Im Übrigen gibt es eine Reihe von wichtigen Punkten, die wir in diesem Gesetzentwurf noch vermissen. Ein wichtiges Thema ist beispielsweise, inwieweit die sehr unterschiedlichen Gefahrenpotenziale in den Zuständigkeiten der Gemeinden und Landkreise Berücksichtigung im Brandschutzgesetz finden müssen. Ich denke insbesondere an die Schwierigkeiten, die beim abwehrenden Brandschutz und bei der Hilfeleistung auf besonders gefahrenträchtigen Verkehrswegen wie Bundesautobahnen, Bundesstraßen, Schienen- und Wasserwegen auftreten.
Die bisherige starre Zuständigkeitsregelung, die an Gemeindegrenzen Halt macht, hat in der Vergangenheit zu unbilligen Ergebnissen geführt.
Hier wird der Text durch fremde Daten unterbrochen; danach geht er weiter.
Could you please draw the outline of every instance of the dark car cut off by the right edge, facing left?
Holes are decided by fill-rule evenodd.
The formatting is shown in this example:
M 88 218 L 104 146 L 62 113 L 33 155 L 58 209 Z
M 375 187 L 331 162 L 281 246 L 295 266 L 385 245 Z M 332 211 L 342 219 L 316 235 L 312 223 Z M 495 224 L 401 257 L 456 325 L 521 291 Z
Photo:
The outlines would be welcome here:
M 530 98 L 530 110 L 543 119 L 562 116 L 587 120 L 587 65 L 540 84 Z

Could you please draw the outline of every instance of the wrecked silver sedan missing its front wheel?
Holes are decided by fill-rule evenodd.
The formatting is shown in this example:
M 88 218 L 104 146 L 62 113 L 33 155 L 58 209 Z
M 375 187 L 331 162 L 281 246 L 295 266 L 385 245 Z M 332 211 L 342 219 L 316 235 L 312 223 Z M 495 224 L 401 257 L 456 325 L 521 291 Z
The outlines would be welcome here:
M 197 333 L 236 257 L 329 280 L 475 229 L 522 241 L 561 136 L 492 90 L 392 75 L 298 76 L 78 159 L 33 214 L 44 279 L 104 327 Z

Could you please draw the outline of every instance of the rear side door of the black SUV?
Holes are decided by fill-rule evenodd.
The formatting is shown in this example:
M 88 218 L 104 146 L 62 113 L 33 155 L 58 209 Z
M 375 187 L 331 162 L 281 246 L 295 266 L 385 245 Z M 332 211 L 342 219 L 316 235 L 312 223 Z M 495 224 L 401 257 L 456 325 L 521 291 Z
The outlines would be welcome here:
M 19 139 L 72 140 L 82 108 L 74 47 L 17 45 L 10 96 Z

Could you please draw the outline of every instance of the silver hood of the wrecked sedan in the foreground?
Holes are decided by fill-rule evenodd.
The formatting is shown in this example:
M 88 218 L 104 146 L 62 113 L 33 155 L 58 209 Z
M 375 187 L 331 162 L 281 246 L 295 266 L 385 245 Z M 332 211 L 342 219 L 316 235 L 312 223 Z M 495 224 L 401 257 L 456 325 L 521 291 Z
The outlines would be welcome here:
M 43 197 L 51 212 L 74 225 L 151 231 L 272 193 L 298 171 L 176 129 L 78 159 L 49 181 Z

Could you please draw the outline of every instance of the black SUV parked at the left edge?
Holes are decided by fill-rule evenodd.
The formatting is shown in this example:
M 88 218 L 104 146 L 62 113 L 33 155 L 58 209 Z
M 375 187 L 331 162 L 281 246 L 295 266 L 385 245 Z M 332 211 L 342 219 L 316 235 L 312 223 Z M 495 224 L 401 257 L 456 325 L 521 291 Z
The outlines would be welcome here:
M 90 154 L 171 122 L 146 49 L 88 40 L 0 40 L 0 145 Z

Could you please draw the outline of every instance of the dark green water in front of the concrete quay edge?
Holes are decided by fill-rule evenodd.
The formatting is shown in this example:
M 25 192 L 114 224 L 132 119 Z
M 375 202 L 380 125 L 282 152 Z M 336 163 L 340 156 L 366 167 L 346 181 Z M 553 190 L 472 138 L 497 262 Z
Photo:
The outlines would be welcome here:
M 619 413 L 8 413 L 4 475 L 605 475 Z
Aus der Sicht der CDU muss deshalb darüber nachgedacht werden, ob für besondere Gefahrenbereiche besondere Zuständigkeiten begründet werden und die davon betroffenen Kommunen in die Lage versetzt werden, ihre Aufgaben wahrzunehmen. Dazu gibt es praktikable Lösungsvorschläge in Brandschutzgesetzen anderer Bundesländer.
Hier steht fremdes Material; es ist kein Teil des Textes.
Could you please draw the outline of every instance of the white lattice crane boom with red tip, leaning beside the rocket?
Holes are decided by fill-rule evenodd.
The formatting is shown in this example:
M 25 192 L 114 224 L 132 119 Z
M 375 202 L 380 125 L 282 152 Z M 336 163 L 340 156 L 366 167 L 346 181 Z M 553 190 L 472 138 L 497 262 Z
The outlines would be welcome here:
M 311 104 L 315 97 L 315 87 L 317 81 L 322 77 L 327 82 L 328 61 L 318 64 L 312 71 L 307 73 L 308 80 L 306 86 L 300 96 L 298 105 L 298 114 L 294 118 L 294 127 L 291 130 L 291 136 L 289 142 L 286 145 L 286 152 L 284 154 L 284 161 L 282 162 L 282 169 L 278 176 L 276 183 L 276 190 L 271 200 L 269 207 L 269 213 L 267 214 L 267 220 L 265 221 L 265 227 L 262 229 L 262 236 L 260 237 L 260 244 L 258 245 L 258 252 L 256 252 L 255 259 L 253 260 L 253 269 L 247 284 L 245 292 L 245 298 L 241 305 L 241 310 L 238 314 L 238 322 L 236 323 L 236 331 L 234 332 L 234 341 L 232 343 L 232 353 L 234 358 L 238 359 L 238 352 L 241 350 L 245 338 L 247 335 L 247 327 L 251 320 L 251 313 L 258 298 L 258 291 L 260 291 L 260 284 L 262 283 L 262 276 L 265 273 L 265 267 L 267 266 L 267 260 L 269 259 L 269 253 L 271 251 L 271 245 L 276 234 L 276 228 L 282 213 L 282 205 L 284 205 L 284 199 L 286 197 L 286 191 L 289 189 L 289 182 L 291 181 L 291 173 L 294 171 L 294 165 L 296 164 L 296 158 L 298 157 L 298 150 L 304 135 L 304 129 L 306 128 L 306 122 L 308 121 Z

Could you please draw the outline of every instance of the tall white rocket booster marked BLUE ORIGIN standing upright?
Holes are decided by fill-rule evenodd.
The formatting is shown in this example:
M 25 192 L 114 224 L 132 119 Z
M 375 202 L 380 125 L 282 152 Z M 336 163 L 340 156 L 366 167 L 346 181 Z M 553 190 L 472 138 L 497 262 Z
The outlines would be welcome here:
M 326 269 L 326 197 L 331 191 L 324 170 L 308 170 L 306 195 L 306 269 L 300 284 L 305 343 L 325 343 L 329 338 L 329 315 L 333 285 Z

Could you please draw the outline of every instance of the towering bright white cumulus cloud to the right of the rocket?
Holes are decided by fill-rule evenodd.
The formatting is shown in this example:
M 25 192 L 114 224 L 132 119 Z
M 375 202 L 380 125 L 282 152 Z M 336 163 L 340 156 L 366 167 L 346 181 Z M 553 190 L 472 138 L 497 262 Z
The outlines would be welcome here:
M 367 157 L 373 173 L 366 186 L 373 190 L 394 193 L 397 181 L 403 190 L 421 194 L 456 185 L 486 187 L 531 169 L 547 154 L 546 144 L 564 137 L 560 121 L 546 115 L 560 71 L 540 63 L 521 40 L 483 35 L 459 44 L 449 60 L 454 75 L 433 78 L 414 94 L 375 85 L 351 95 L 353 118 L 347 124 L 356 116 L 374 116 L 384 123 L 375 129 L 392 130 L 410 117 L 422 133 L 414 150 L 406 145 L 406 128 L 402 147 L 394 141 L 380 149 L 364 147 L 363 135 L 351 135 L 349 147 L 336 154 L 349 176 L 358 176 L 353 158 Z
Noch ein letzter Punkt. Im Wassergesetz gibt es eine Bestimmung, die in bestimmten Fällen Gemeinden zur Errichtung einer Wasserwehr verpflichtet. Dort sollte aus der Sicht der CDU-Fraktion eine Klarstellung erfolgen, dass diese Aufgabe auch von den gemeindlichen Feuerwehren wahrgenommen werden kann.
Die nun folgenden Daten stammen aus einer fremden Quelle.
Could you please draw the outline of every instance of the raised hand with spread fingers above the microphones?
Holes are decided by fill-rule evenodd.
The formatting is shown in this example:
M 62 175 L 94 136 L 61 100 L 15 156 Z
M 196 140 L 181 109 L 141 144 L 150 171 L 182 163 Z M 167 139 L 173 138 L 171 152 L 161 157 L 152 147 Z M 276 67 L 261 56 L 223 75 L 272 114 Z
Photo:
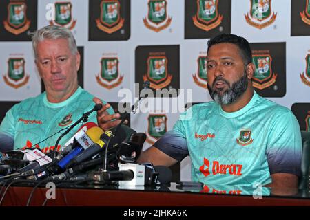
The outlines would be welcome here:
M 110 104 L 103 104 L 99 98 L 93 98 L 93 101 L 96 104 L 102 104 L 102 109 L 97 111 L 97 122 L 98 126 L 101 127 L 103 131 L 110 130 L 121 122 L 121 120 L 119 120 L 121 117 L 119 113 L 113 115 L 107 113 L 107 109 L 111 107 Z M 124 124 L 127 124 L 127 120 L 125 120 Z

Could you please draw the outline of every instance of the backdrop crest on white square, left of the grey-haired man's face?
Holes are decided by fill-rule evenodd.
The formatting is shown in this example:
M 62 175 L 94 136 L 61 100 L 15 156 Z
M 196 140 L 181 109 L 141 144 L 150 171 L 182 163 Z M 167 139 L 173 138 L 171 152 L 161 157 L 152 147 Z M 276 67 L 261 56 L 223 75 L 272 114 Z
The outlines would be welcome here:
M 6 85 L 18 89 L 28 83 L 29 75 L 25 74 L 24 58 L 9 58 L 8 72 L 3 76 Z

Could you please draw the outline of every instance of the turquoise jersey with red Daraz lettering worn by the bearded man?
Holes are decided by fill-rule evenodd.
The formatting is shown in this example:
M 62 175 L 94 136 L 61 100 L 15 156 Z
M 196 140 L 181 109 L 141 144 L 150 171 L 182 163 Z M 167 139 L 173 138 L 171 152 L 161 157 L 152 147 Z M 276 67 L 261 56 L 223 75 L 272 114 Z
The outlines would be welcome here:
M 154 146 L 192 160 L 192 180 L 213 185 L 271 183 L 273 173 L 300 175 L 302 141 L 293 113 L 254 92 L 239 111 L 196 104 Z

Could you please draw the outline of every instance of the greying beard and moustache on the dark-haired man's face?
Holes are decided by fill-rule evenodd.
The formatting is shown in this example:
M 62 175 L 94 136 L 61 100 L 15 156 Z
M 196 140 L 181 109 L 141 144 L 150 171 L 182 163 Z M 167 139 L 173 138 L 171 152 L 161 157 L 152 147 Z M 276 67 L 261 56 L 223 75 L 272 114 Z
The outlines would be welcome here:
M 217 79 L 214 80 L 214 82 Z M 225 80 L 226 81 L 226 80 Z M 228 82 L 227 82 L 228 83 Z M 211 87 L 208 86 L 209 93 L 213 100 L 220 104 L 220 105 L 225 105 L 225 104 L 231 104 L 238 100 L 238 98 L 245 93 L 247 90 L 247 76 L 246 74 L 243 75 L 236 83 L 233 83 L 227 91 L 225 91 L 222 95 L 218 94 L 218 91 L 212 90 Z

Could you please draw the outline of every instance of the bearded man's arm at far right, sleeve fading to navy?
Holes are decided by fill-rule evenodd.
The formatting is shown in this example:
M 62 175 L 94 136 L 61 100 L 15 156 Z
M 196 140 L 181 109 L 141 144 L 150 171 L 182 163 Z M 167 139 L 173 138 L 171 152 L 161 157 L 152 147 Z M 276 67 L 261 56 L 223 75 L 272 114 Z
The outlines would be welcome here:
M 300 126 L 291 111 L 275 119 L 269 133 L 267 160 L 272 188 L 297 188 L 302 157 Z

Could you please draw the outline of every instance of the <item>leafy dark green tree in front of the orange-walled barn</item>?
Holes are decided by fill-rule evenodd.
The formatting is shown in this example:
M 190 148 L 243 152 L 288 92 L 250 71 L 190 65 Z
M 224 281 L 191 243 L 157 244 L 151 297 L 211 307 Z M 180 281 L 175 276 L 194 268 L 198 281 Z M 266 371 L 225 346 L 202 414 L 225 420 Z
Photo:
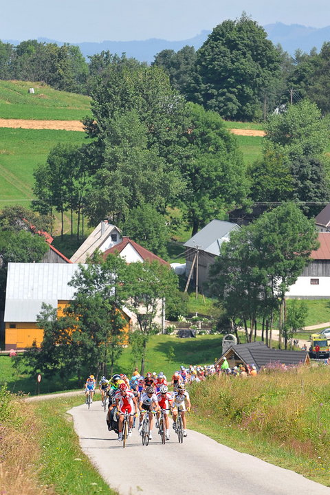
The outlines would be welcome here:
M 128 339 L 124 305 L 127 298 L 127 267 L 119 256 L 109 255 L 106 261 L 97 256 L 94 263 L 80 266 L 69 283 L 76 288 L 65 314 L 72 317 L 72 339 L 78 345 L 80 358 L 93 362 L 97 374 L 110 373 Z

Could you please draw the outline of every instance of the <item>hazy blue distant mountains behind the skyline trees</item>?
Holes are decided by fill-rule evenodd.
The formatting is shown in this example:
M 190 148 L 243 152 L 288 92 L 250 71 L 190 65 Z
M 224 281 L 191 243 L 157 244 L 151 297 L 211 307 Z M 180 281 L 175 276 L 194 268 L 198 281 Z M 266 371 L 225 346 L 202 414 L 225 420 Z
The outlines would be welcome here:
M 313 47 L 319 51 L 325 41 L 330 41 L 330 26 L 327 28 L 309 28 L 304 25 L 283 23 L 267 24 L 264 26 L 268 34 L 268 38 L 276 45 L 281 43 L 283 49 L 289 54 L 294 55 L 297 48 L 303 52 L 310 52 Z M 210 31 L 202 31 L 194 38 L 181 41 L 166 41 L 163 39 L 152 38 L 145 41 L 102 41 L 102 43 L 94 43 L 85 41 L 83 43 L 72 43 L 78 45 L 85 57 L 109 50 L 112 54 L 126 53 L 128 57 L 137 58 L 139 61 L 153 62 L 154 56 L 162 52 L 162 50 L 174 50 L 177 52 L 182 47 L 190 45 L 198 50 L 204 41 L 206 41 Z M 18 45 L 17 40 L 2 40 L 5 43 Z M 22 40 L 23 41 L 23 40 Z M 50 40 L 47 38 L 39 38 L 38 41 L 46 43 L 56 43 L 63 45 L 62 41 Z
Meine sehr verehrten Damen und Herren! Ich freue mich auf eine intensive Beratung im Innenausschuss, die durch eine Anhörung der betroffenen Verbände begleitet werden sollte. Weil die rote Lampe leuchtet, möchte ich mit dem Feuerwehrgruß schließen: Gut Wehr! - Herz- lichen Dank.
Wir kommen zum Abstimmungsverfahren. Der Innenminister hat vorgeschlagen, den Gesetzentwurf in den Innenausschuss zu überweisen. Wenn wir ihm den Gefallen tun wollen, bitte ich um das Zeichen mit der weißen Stimmkarte. - Gegenstimmen? - Stimmenthaltungen? - Herr Innenminister, Sie haben gewonnen, einstimmig in den Innenausschuss überwiesen. Damit ist der Tagesordnungspunkt 9 erledigt.